Because most integrated graphics solutions automatically adjust to use the amount of system RAM they need, the details reported in the Adapter Properties window do not really matter. In fact, for integrated graphics, the Dedicated Video Memory value is completely fictitious. The system reports that dummy value simply so games would something when they check how much VRAM that you have.

Therefore, you can modify a Registry value to change the amount VRAM your system reports to games. This doesn't actually increase your VRAM; it just modifies that dummy value. If a game refuses to start because you "don't have enough VRAM," upping this value might fix that.

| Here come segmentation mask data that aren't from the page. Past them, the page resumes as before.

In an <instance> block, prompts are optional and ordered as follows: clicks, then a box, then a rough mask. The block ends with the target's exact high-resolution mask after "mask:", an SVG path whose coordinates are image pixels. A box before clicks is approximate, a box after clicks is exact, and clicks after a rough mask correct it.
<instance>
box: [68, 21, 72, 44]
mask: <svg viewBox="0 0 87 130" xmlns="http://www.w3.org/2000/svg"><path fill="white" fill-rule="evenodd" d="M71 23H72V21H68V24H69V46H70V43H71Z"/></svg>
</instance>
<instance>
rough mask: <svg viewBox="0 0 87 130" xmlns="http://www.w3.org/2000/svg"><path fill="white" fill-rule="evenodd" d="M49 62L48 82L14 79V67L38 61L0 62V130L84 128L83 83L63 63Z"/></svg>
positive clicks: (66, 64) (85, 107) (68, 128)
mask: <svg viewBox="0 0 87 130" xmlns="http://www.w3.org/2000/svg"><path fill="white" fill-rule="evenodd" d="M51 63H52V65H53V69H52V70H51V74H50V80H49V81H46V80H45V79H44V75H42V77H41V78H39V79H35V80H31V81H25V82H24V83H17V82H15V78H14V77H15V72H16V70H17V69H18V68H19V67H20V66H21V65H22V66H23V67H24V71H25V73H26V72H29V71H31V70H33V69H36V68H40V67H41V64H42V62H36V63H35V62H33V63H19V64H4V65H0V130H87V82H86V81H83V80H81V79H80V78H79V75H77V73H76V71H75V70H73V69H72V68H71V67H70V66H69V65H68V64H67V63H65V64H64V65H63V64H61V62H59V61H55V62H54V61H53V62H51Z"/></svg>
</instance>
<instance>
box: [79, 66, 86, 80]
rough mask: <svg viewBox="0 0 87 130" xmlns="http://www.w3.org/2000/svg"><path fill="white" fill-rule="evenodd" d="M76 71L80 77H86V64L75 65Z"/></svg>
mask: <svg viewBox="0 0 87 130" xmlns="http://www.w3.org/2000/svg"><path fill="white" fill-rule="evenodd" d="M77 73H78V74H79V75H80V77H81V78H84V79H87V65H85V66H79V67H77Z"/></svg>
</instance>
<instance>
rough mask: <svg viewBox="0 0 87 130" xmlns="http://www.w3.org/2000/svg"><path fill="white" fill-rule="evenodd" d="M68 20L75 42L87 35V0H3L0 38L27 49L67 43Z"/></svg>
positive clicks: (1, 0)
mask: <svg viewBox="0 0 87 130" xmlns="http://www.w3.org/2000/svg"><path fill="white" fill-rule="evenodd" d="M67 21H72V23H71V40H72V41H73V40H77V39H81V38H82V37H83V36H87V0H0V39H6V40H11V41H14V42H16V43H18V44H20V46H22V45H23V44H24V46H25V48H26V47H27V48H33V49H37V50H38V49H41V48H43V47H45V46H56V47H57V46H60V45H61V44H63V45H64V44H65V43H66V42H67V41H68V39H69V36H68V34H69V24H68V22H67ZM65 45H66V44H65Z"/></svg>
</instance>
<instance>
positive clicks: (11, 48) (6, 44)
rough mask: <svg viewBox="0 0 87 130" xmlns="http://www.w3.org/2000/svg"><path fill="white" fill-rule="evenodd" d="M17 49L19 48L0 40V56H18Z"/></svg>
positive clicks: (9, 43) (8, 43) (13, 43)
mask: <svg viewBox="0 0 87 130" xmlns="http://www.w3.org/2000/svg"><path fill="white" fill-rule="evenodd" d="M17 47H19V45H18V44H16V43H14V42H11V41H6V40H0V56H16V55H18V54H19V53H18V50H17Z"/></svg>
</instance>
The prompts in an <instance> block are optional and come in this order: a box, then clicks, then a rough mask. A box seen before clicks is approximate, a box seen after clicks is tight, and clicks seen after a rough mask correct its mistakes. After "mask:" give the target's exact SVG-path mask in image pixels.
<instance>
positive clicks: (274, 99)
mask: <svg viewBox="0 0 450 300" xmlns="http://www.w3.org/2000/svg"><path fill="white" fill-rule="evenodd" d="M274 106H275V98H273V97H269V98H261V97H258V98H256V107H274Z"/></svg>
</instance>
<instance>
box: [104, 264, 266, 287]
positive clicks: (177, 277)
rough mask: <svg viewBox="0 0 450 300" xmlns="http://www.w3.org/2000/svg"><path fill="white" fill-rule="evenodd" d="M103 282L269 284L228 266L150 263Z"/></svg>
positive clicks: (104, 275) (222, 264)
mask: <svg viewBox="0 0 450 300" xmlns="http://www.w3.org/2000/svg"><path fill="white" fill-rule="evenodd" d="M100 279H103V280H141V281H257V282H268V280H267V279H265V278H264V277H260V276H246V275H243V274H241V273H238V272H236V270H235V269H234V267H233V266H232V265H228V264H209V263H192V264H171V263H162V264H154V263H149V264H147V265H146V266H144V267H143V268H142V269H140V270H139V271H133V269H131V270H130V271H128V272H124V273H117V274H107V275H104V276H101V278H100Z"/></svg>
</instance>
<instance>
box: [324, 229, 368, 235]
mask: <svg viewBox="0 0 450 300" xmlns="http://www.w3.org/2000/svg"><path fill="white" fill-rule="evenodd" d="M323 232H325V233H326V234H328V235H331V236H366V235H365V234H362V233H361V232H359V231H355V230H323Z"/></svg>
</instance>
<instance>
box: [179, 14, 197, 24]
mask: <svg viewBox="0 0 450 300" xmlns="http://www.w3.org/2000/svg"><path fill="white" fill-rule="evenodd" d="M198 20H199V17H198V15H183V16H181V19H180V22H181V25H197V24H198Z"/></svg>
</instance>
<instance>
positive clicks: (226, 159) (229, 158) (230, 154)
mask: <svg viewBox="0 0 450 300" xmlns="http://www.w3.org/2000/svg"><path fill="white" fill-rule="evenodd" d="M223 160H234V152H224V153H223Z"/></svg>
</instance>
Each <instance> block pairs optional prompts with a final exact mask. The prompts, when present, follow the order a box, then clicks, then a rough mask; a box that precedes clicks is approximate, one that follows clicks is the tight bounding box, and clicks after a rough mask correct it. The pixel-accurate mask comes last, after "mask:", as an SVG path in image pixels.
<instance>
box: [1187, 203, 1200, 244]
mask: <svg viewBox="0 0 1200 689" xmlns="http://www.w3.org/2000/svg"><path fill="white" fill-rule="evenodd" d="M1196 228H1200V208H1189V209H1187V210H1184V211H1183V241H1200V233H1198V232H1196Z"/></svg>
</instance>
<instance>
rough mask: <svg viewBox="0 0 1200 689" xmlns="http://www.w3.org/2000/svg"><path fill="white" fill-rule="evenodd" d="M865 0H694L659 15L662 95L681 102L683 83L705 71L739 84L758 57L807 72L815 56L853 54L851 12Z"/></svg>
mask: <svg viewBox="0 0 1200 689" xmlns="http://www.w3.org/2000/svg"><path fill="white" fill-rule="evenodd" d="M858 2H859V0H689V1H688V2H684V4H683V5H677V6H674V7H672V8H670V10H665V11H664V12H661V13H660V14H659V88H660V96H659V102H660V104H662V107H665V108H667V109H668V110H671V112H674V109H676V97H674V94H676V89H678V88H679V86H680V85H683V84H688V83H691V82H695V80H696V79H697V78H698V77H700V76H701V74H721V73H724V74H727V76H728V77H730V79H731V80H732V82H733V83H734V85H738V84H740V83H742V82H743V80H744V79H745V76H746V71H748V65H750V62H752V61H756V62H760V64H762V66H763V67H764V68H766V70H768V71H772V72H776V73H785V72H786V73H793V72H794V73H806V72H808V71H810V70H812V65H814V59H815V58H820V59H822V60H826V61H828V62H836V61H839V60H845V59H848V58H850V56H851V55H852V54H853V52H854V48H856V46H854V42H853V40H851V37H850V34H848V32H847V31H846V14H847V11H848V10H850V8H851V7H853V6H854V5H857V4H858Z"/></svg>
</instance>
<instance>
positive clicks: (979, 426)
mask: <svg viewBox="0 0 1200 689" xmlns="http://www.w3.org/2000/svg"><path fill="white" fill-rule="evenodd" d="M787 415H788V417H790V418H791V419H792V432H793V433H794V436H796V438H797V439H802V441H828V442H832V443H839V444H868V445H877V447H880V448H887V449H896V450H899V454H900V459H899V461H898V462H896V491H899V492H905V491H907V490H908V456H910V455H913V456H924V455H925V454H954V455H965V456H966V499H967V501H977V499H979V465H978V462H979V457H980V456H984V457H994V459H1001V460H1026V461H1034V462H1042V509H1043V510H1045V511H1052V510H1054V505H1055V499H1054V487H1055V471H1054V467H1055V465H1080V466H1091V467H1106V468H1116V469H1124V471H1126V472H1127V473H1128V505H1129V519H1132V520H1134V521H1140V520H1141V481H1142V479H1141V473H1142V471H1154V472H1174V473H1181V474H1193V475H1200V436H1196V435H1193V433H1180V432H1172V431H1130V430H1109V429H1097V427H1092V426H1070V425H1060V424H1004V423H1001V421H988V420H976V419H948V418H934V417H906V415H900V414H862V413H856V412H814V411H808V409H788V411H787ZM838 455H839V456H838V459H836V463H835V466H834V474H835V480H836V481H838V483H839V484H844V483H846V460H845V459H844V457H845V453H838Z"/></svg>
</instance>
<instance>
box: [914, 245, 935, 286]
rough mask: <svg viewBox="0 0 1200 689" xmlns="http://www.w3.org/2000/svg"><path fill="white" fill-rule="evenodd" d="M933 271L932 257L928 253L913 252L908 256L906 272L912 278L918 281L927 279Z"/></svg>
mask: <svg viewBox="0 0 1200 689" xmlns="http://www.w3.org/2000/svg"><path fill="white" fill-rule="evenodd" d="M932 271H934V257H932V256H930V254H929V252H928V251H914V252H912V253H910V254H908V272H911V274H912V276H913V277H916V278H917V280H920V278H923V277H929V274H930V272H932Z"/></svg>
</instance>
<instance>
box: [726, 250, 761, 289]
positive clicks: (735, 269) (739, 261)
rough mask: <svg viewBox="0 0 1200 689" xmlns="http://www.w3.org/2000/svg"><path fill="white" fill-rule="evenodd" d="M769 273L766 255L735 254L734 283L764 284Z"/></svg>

  1. Open a Registry Editor window by typing regedit into the Start Menu. Remember that you can mess up your system in the Registry, so take care while here.
  2. Head to the following location: HKEY_LOCAL_MACHINE\Software\Intel
  3. Right-click the Intel folder on the left sidebar and choose New > Key. Name this key GMM. Once you've made it, select the new GMM folder on the left and right-click inside the right side.
  4. Select New > DWORD (32-bit) Value. Name this DedicatedSegmentSize and give it a value, making sure to select the Decimal option.
  5. In megabytes, the minimum value is 0 (disabling the entry) and the maximum is 512. Set this value, restart your computer, and see if it helps a game run.

These methods aren't guaranteed to work, but they're still worth a try if you run into issues. If you don't have a lot of system RAM and are having trouble running games with integrated graphics, try adding some additional RAM for the integrated graphics to use. Like most tasks, this is usually next to impossible to upgrade on a laptop and simple on a desktop.